The role of banks as providers of finance has started to erode in Europe and some other parts of the world, the Bank of Finland’s governor Olli Rehn said on Friday, calling for new central bank tools to safeguard financial stability.
“In Europe, an increasing share of lending is provided by investment funds, insurance companies and the providers of consumer loans,” the European Central Bank policymaker said in a speech in Helsinki.
Rehn, who is seen as a potential successor to ECB President Mario Draghi, dismissed as “theological” a debate on whether financial stability should be formally made part of the ECB’s mandate and said that European decision makers were at “a risk of fighting the past wars” if new policies for preventing financial crises were not adopted swiftly.
Rehn said the new developments that needed monitoring in Europe included investment funds taking more credit risk and investing in less liquid assets, the relative importance of traditional loan products decreasing in some countries and consumer loans being marketed aggressively.

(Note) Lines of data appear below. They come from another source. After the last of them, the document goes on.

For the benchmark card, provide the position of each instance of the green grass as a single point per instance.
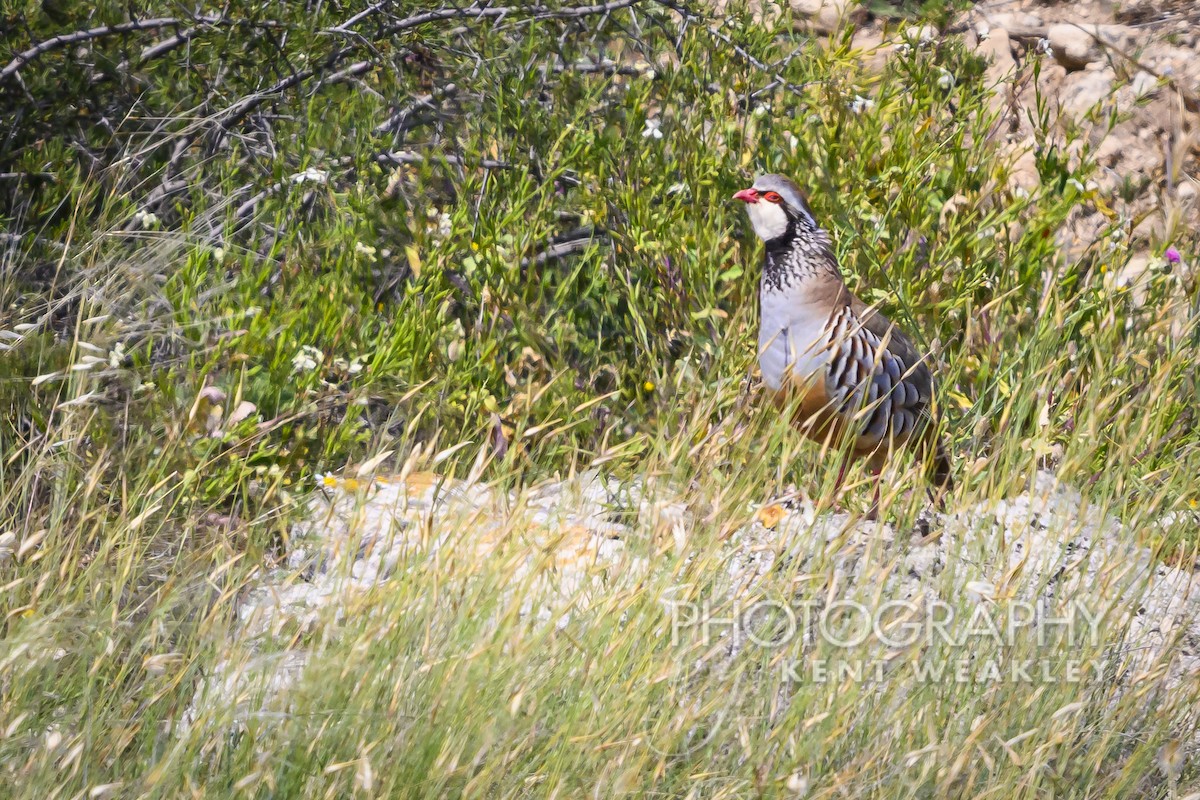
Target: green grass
(139, 513)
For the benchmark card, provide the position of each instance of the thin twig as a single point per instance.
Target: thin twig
(396, 121)
(409, 157)
(64, 40)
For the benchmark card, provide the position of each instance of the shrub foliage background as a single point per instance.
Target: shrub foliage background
(388, 224)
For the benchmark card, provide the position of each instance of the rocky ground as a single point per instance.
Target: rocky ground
(1126, 78)
(1120, 82)
(564, 543)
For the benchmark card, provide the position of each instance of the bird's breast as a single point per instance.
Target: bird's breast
(793, 341)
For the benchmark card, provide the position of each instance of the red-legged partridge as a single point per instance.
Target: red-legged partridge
(847, 368)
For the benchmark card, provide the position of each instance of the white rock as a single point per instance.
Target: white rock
(823, 16)
(1075, 46)
(1144, 84)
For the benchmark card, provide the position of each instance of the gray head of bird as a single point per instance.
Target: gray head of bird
(777, 208)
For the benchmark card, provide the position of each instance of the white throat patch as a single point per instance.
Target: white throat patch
(768, 220)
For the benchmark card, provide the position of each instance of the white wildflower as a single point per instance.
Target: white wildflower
(117, 355)
(352, 367)
(311, 175)
(307, 359)
(861, 104)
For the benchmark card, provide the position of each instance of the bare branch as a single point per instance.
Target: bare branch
(408, 157)
(64, 40)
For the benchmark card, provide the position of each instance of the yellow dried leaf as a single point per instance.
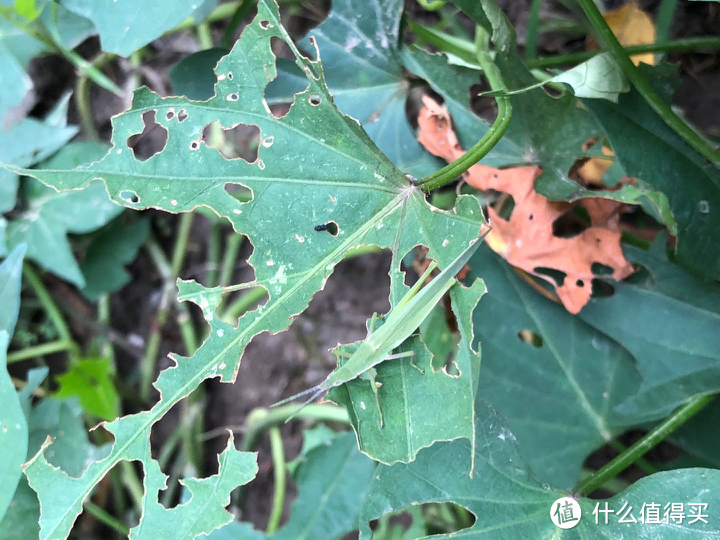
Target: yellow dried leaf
(632, 26)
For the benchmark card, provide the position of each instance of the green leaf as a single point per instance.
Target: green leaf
(598, 78)
(453, 84)
(332, 483)
(48, 216)
(90, 379)
(28, 9)
(13, 431)
(108, 252)
(550, 132)
(205, 511)
(572, 374)
(359, 42)
(509, 503)
(669, 321)
(13, 428)
(314, 155)
(194, 75)
(411, 388)
(652, 152)
(125, 27)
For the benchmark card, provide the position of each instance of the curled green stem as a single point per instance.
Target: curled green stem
(643, 87)
(644, 445)
(452, 170)
(279, 473)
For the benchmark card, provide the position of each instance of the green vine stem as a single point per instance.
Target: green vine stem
(453, 170)
(280, 478)
(261, 419)
(169, 274)
(644, 445)
(50, 307)
(531, 34)
(82, 97)
(643, 86)
(677, 45)
(238, 17)
(101, 515)
(61, 345)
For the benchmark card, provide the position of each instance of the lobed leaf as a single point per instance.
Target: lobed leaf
(314, 166)
(509, 503)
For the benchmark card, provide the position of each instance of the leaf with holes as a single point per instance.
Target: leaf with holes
(411, 388)
(670, 322)
(332, 482)
(360, 44)
(314, 167)
(573, 375)
(48, 216)
(546, 131)
(508, 502)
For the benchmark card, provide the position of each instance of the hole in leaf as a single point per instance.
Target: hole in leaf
(602, 289)
(531, 338)
(600, 269)
(129, 196)
(330, 227)
(571, 223)
(240, 141)
(556, 275)
(150, 141)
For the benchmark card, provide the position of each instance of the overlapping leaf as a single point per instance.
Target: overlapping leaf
(13, 427)
(509, 503)
(332, 482)
(124, 26)
(652, 152)
(314, 166)
(49, 216)
(670, 322)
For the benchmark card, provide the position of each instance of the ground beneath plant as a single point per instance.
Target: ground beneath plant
(275, 366)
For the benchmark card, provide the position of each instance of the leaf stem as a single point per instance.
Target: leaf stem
(170, 273)
(244, 303)
(261, 419)
(610, 470)
(677, 45)
(49, 305)
(232, 249)
(111, 521)
(82, 97)
(531, 34)
(52, 347)
(279, 475)
(453, 170)
(641, 84)
(238, 17)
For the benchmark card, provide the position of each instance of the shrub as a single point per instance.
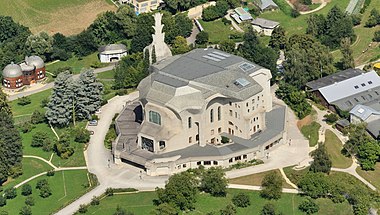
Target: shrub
(45, 191)
(26, 127)
(3, 201)
(23, 101)
(83, 209)
(109, 191)
(37, 117)
(241, 200)
(95, 201)
(29, 201)
(376, 36)
(50, 173)
(26, 190)
(309, 207)
(10, 193)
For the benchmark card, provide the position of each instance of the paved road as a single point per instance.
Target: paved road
(51, 85)
(121, 176)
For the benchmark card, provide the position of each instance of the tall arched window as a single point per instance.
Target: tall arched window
(155, 117)
(219, 113)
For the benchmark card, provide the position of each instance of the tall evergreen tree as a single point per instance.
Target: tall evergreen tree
(347, 58)
(10, 141)
(59, 110)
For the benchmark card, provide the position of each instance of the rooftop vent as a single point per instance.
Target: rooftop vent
(241, 82)
(246, 67)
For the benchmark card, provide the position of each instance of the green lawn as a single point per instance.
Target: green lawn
(75, 63)
(217, 30)
(68, 16)
(311, 133)
(142, 203)
(106, 75)
(36, 99)
(334, 147)
(256, 179)
(65, 186)
(30, 167)
(299, 25)
(372, 177)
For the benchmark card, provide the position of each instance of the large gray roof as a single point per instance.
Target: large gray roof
(333, 78)
(12, 71)
(199, 74)
(35, 61)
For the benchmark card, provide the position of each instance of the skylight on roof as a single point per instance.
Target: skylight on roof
(246, 66)
(242, 82)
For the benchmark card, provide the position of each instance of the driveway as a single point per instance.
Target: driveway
(51, 85)
(98, 157)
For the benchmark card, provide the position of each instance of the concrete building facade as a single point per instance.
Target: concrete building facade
(28, 72)
(205, 107)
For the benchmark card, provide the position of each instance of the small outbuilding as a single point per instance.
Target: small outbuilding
(112, 53)
(28, 72)
(264, 26)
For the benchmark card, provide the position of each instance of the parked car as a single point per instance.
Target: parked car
(93, 123)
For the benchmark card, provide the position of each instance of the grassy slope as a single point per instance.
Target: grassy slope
(256, 179)
(311, 133)
(142, 203)
(372, 177)
(217, 30)
(334, 147)
(74, 182)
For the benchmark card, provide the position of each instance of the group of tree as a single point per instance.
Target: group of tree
(10, 142)
(181, 190)
(74, 98)
(332, 29)
(363, 146)
(374, 19)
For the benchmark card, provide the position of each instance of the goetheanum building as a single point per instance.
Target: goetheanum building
(205, 107)
(28, 72)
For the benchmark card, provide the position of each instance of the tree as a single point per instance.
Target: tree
(376, 36)
(39, 44)
(241, 200)
(26, 190)
(59, 110)
(347, 60)
(278, 38)
(29, 201)
(143, 35)
(10, 193)
(228, 210)
(165, 209)
(268, 209)
(39, 138)
(127, 19)
(180, 46)
(315, 185)
(254, 51)
(37, 117)
(322, 161)
(271, 186)
(227, 46)
(202, 38)
(3, 201)
(213, 181)
(308, 206)
(306, 60)
(25, 210)
(180, 191)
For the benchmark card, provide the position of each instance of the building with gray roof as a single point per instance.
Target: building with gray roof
(191, 104)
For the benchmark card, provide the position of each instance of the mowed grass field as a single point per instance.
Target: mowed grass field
(65, 16)
(142, 203)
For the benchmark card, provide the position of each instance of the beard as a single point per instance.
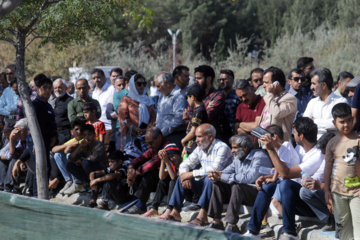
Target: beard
(59, 95)
(241, 154)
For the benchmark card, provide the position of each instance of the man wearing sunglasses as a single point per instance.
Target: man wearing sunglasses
(296, 78)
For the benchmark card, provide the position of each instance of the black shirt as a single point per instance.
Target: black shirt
(60, 111)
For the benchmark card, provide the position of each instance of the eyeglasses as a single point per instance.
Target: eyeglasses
(141, 83)
(296, 79)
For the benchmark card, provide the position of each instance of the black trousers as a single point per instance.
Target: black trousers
(236, 194)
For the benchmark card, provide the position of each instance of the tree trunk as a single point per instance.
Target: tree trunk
(40, 152)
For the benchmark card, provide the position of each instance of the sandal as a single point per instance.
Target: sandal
(199, 222)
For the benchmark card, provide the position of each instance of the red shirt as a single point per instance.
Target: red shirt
(99, 129)
(246, 114)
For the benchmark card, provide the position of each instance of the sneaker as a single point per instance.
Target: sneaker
(75, 187)
(287, 236)
(66, 187)
(232, 229)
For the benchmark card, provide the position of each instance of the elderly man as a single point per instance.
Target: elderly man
(170, 109)
(232, 184)
(143, 172)
(102, 92)
(75, 106)
(249, 111)
(213, 155)
(280, 106)
(319, 108)
(60, 110)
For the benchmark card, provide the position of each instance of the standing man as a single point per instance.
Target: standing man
(182, 78)
(75, 105)
(60, 110)
(319, 108)
(170, 109)
(296, 78)
(226, 80)
(102, 92)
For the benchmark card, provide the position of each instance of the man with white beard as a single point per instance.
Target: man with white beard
(212, 154)
(235, 184)
(60, 110)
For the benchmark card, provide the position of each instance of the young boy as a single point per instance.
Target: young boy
(113, 182)
(194, 97)
(342, 172)
(170, 160)
(60, 157)
(88, 156)
(89, 110)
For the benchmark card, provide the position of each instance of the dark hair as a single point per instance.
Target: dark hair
(324, 75)
(206, 70)
(116, 155)
(304, 61)
(41, 79)
(260, 70)
(344, 75)
(297, 71)
(87, 127)
(178, 70)
(117, 69)
(276, 129)
(77, 122)
(97, 70)
(341, 110)
(90, 106)
(277, 75)
(129, 74)
(307, 127)
(228, 72)
(197, 91)
(241, 84)
(323, 141)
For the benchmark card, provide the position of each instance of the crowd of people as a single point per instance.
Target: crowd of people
(291, 141)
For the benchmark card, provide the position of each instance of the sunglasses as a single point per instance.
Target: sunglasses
(140, 83)
(296, 79)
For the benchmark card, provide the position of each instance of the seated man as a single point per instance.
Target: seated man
(143, 172)
(212, 154)
(232, 184)
(305, 132)
(87, 157)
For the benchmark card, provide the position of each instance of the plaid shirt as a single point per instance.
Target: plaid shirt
(232, 102)
(217, 157)
(148, 161)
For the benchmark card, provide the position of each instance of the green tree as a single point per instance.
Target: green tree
(61, 22)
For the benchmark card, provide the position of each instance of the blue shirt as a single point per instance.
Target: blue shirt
(8, 102)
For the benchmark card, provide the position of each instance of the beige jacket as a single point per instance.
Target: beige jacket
(282, 110)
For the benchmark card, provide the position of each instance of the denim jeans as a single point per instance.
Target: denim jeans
(203, 187)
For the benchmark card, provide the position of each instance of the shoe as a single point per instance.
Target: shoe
(134, 210)
(66, 187)
(232, 229)
(330, 225)
(217, 226)
(75, 187)
(287, 236)
(191, 207)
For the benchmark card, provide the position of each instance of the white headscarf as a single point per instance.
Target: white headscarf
(144, 116)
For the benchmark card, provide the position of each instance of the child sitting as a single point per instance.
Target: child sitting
(113, 182)
(88, 156)
(194, 97)
(89, 110)
(168, 174)
(342, 173)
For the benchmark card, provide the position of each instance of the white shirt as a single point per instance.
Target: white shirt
(107, 91)
(321, 112)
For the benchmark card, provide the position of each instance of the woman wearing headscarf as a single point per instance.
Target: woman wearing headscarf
(136, 110)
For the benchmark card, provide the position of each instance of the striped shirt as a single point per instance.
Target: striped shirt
(217, 157)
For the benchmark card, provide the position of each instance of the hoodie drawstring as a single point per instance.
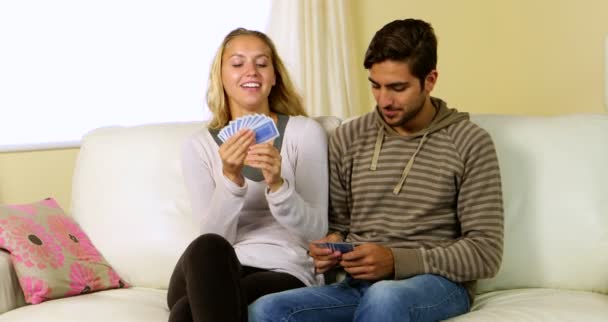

“Financial systems change, and the changes bring new risks,” he said.
In Finland, where coalition talks are still ongoing to form a new government after a general election on April 14, Rehn has been lobbying for the introduction of a national cap on a loan applicant’s debt-to-income ratio to contain household debt accumulation.
“Many macroprudential policymakers share the Finnish view that their macroprudential toolkits should be more comprehensive than today,” Rehn said.